Como
cronista oficial de viaje y a modo de pie de foto, resumo: Un par de
días en los Alpes franceses, Chamonix, más exactamente Servoz,
donde Alberto se dio un “paseo” de doce horas con caída y buen
golpe en la cadera incluidos; pasamos por Suiza camino de Zurich pero
a Alberto le apetecía ver el Eiger y retrocedimos hasta Grindelwald;
después Zurich y Tübingen.
¿Impresiones?
Demasiada gente en los Alpes.

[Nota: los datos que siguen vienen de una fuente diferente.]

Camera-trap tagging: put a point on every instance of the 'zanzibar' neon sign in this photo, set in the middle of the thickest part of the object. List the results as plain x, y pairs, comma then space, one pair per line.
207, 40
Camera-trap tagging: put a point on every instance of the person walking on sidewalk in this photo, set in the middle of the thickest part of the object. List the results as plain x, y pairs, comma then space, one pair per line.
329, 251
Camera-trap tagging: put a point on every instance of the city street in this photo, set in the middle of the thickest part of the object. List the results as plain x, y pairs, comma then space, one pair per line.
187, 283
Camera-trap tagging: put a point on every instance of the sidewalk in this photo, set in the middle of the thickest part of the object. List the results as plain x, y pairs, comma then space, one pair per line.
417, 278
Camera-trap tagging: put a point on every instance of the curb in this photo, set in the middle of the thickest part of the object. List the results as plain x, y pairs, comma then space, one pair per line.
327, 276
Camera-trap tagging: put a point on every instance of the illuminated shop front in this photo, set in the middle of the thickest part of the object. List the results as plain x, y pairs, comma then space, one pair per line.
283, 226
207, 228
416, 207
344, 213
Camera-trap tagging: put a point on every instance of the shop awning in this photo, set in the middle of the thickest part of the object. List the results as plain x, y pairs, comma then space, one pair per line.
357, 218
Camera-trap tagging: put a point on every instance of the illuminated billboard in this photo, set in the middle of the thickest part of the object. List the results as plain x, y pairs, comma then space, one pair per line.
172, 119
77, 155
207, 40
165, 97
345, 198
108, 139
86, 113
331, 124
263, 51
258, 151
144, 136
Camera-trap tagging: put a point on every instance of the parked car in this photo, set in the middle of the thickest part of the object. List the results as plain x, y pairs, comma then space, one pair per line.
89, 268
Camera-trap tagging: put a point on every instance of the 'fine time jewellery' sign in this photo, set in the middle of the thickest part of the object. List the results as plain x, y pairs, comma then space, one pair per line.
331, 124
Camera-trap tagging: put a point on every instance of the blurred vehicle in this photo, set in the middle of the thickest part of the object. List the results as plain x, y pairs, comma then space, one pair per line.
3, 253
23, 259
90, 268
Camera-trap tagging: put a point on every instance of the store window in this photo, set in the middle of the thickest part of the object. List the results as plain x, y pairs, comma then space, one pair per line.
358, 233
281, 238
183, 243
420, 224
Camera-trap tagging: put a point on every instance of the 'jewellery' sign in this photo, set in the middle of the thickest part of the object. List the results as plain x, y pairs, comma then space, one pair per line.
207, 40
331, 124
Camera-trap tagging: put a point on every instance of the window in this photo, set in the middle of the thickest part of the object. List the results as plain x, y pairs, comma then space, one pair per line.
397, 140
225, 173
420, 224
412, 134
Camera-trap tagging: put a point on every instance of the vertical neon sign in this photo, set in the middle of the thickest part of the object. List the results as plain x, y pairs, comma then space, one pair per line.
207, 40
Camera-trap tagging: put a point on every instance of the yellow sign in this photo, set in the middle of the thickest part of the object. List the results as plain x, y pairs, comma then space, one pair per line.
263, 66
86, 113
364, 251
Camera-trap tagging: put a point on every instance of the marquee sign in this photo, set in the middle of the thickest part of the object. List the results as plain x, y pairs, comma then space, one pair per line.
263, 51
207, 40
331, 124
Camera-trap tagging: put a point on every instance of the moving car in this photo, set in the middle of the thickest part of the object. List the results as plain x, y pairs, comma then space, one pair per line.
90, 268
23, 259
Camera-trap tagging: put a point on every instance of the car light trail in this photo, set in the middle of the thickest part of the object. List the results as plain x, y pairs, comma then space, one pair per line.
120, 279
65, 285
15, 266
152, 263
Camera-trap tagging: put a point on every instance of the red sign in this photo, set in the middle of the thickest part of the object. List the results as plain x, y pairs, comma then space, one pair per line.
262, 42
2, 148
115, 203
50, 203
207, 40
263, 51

El Eiger lo vimos desde Grindelwald, la
idea de Alberto de caminar al día siguiente chocaba con el ambiente
suizo: dificultad para encontrar un sitio donde dormir medianamente a
gusto, la cantidad de gente, de coches, de casas por todas las
laderas.
Y es que Suiza, la parte alpina, es un jardín, con huertas y pastos, pero un jardín, un jardín cuidado, ordenado, impoluto, armonioso, perfecto, de postal fotográfica, en el que en un principio dudas dónde poner el pie, es bonito, sólo bonito… hasta que levantas la vista, las montañas, eso les salva. Los pueblos de la zona de los Alpes llaman la atención al principio pero pasados unos pocos, una se encuentra saturada de tantas casitas de madera con las mismas flores en las mismas jardineras y colocadas de la misma manera y se echa de menos el bullicio de los países árabes, la diversidad de colores de India o la música de las calles latinoamericanas.

Tübingen
me decepciona un poquito, suele suceder cuando esperas algo con
muchas ganas. La casa donde vivió Hölderlin los últimos años de
su vida es fría, excepto la habitación en la que permanecía
prácticamente todo el tiempo, ésta es evocadora y cálida en su
blancura y escasez de muebles y recuerdos, sólo dos sillas y un
jarrón con flores sobre el suelo.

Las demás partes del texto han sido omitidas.